The Los Angeles Times reported that District Superintendent Matthew Holton said Zehlif was incorrectly identified as another student whose name really is Isis. Reuters could not reach Holton for comment.

Nearly 300 yearbooks were distributed to students before the erroneous photo caption was discovered, said representatives for the Chaffey Joint Union High School District, which oversees the school about 45 miles (70 km) east of Los Angeles.

School officials asked students who received those yearbooks to return them so they could be corrected with a sticker affixing the student’s correct name to the photo.

Officials at the school, which has more than 3,000 students, had withheld the majority of the yearbooks and those also are being fixed, representatives said.

The student has disputed contentions from school officials that the caption was a “misprint.” Muslim advocacy group the Council on American-Islamic Relations has said the incident should be investigated for any possible bias.

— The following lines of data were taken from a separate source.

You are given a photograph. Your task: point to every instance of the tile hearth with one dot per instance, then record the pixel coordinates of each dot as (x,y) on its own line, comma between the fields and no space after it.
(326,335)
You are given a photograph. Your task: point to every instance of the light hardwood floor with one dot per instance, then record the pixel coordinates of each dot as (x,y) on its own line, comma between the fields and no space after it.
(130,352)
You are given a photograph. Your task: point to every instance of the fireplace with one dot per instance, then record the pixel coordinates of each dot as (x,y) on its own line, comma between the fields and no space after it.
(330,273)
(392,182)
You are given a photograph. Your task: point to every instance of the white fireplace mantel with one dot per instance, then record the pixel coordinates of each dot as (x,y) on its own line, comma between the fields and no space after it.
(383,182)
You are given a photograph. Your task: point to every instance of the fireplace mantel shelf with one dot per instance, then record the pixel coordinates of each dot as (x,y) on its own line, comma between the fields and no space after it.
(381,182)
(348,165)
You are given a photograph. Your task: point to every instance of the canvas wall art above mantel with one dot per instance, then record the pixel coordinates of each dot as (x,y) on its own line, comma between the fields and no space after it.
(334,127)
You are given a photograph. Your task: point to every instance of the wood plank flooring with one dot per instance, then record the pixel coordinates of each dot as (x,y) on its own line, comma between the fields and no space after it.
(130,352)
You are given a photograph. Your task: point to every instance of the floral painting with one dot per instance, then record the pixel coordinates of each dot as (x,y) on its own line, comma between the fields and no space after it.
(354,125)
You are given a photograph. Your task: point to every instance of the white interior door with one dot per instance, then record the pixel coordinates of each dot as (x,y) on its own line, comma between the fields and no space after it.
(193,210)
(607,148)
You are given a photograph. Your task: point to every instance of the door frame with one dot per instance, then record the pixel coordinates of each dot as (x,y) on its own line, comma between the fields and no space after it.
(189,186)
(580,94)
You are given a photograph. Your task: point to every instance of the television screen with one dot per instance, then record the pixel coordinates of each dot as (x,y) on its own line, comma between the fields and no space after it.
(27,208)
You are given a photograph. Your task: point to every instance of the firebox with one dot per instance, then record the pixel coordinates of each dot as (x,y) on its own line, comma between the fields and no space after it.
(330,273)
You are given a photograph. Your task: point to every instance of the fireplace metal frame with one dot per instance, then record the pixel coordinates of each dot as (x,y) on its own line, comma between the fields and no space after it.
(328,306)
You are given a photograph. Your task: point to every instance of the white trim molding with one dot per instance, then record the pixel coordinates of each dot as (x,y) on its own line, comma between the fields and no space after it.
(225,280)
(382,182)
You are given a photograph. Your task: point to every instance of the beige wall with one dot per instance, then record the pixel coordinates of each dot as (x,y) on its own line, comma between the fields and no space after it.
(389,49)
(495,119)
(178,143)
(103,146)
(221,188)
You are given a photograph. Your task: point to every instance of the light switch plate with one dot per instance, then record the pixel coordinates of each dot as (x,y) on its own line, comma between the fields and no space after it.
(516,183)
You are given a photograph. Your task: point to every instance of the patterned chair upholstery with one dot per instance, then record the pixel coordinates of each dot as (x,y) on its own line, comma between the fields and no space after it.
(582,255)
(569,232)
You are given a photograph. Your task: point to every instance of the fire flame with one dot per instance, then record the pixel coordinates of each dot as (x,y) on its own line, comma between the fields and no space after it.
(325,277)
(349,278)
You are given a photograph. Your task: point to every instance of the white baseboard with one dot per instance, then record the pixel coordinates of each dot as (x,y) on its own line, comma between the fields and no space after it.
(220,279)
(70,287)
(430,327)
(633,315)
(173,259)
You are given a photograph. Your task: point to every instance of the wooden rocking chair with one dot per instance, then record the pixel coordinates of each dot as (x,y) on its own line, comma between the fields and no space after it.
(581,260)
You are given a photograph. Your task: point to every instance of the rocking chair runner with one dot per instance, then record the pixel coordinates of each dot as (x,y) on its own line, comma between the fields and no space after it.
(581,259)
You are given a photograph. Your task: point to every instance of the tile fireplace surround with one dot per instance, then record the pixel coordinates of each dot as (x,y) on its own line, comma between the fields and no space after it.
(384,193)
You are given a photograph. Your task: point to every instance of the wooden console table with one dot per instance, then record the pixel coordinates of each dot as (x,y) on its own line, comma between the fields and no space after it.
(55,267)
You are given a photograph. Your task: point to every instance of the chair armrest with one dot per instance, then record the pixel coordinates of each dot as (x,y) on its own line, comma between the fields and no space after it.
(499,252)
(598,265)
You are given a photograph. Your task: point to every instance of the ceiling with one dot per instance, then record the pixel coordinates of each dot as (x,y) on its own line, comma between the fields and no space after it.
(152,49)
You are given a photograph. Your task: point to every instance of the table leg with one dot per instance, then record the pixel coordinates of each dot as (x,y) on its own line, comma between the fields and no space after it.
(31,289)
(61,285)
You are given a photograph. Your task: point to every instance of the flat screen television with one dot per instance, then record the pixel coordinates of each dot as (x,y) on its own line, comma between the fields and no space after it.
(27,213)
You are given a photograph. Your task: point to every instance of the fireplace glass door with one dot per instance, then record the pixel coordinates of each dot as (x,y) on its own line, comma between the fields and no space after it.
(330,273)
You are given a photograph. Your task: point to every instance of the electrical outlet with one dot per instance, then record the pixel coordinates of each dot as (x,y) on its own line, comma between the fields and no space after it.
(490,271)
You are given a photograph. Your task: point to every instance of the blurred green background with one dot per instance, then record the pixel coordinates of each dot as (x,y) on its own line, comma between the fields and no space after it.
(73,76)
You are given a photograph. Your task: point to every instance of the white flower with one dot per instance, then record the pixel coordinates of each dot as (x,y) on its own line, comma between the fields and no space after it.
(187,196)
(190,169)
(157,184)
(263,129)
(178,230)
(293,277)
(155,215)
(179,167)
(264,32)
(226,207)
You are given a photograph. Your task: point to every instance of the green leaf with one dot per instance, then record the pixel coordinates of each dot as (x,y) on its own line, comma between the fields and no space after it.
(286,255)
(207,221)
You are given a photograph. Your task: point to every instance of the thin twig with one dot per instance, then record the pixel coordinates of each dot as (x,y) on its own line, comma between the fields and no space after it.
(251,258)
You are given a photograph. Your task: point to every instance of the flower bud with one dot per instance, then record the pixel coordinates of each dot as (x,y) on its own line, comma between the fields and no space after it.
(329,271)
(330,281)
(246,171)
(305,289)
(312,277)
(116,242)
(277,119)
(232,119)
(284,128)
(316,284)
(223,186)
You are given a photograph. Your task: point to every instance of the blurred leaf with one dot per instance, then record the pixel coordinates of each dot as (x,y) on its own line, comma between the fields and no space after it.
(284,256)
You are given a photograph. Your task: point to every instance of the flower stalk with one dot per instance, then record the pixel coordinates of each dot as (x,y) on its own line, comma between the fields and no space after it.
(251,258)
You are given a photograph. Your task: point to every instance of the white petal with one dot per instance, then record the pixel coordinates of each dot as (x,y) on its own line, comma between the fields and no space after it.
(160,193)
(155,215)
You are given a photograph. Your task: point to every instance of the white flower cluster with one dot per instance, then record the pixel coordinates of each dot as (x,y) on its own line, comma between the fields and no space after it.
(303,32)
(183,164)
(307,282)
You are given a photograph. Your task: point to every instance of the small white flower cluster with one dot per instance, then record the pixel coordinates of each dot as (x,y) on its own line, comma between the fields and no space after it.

ISIS, a name often used to refer to the militant group Islamic State that controls swathes of Iraq and Syria, has claimed responsibility for attacks in Paris and Brussels and a number of other countries.

Last year, a couple said by U.S. authorities to have been inspired by Islamic State killed 14 people at a holiday party in San Bernardino, which is less than 20 miles (32 km) from Rancho Cucamonga. They later died in a shootout with police.

Hussam Ayloush, executive director of the Los Angeles chapter of the Council on American-Islamic Relations, said in a statement over the weekend the organization and the student’s family were worried about the girl’s safety as a result of being falsely labeled as a member of ISIS.